Title: Charles L. Heyde to Walt Whitman, June 1867
Date: June 1867
Source: Transcribed from digital images or a microfilm reproduction of the original item. For a description of the editorial rationale behind our treatment of the correspondence, see our statement of editorial policy.
Location: The Trent Collection of Whitmaniana, Duke University Rare Book, Manuscript, and Special Collections Library
Whitman Archive ID: duk.00391
Contributors to digital file: Kenneth M. Price, Ashley Lawson, Elizabeth Lorang, and Beverley Rilett
Your letters etc, to your sister are received—and have been duly handed to her—
When I peruse her mother's letters to you, and note the infirmity of the hand, I experience considerable indignation at a daughter, who comparatively well, and having ample time and convenience, so far deliberately continues to neglect her obligation to the same, and in fact exhibiting [no?] emotion.
But it is only a matter of a time, (or pecuniary considerations [how?] much longer I shall tolerate the personal indignities I recieve.
To state the latest: this morning (Sunday) I got up and prepared my own breakfast as usual (and after having went over my garden (until 10 o'clock, I quietly took a chair and sat down to enjoy a perusal of the New York Times. Han occupied another window, in her most negligent manner, peeping through the blinds at church goers; and because I did not look up at every remark and chafed some at the interrogation (which should have ceased) I was attacked with the usual personalities. I threw down the paper indignantly, and seizing my boots and coat retired to the kitchen, and shut the door, to escape further [provocation?] and to prepare to leave the house.

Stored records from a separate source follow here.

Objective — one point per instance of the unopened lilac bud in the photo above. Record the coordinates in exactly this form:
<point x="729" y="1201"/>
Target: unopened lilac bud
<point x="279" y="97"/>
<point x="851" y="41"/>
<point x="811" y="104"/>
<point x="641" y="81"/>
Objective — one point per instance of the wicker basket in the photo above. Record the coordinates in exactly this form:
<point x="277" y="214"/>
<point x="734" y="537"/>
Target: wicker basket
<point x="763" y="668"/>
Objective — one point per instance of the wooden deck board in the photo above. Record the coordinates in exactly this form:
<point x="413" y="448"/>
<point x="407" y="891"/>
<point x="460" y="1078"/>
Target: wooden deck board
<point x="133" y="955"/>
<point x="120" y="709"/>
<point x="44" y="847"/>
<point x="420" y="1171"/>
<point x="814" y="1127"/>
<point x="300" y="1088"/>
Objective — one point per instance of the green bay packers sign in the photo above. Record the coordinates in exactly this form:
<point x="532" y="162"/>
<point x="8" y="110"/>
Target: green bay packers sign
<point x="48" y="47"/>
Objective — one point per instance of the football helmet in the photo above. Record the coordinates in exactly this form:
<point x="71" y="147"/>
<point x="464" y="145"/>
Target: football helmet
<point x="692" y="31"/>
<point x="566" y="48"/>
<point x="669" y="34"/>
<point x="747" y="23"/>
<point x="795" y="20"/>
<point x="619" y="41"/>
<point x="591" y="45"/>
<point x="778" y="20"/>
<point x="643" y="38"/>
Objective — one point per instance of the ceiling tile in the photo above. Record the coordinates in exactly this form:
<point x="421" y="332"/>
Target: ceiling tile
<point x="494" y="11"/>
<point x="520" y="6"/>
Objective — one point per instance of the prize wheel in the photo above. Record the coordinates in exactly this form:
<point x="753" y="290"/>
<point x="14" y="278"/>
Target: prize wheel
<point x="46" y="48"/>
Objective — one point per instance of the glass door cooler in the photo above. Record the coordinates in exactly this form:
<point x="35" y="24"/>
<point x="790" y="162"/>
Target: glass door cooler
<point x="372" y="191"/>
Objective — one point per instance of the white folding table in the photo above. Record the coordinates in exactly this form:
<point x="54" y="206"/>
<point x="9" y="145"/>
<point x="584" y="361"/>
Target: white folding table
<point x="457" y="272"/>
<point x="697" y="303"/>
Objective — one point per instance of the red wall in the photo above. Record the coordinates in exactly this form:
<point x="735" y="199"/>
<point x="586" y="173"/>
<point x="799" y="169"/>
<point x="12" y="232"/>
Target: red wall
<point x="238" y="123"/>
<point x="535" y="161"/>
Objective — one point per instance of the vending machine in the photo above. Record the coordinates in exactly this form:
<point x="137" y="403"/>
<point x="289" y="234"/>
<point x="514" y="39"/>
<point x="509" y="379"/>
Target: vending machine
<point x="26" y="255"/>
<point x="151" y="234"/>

But I was pursued there, and could not escape without forcing my way; but I came out of the encounter with the back of my right hand so badly lacerated by her nails, that I am compelled to bandage it. And this is from your gentle seeming, simple seeming sister, who is so plausible and ductile before strangers—
I procured her a book from the library, last evening, for her Sunday's reading (a novel) and managed all for her comfort as well as I could.
She wound up her most miserable outrageous behaviour by mean inferences toward a poor child of a girl, who now lies allmost at the point of death and whose has been declining for months—And whose brothers, [3?] good, kind hearted men have helped me often (with material aid) in my struggles in this place.
I sent a flower to her, the other day, of a kind she had craved when she was in health, and a pupil under my care—And this was [referred?] to—But it is a mean [illegible] subterfuge, and Han lies—knowingly—She knows how this family has befriended—But Han has no gratitude within herself—and never had any sympathy for me.
I never urged her to marry yet I have ever treated her in purest principle. I have nursed her in sickness, made every thing as agreeable and convenient as possible for her household work—taken half a woman's work upon myself. I have struggled within myself and solely. She is too mean. She is unjust—a liar, [slovenly?] at times, without a parallel, for a woman without children. She is for herself, and herself only.
I meet with much respect from the citizens of this place, and increasing encouragement—I shall exhibit my hand to a person, with whom she once lived. It will scarcely be credited, the persistent, vulgar and provoking meanness I have so long endured.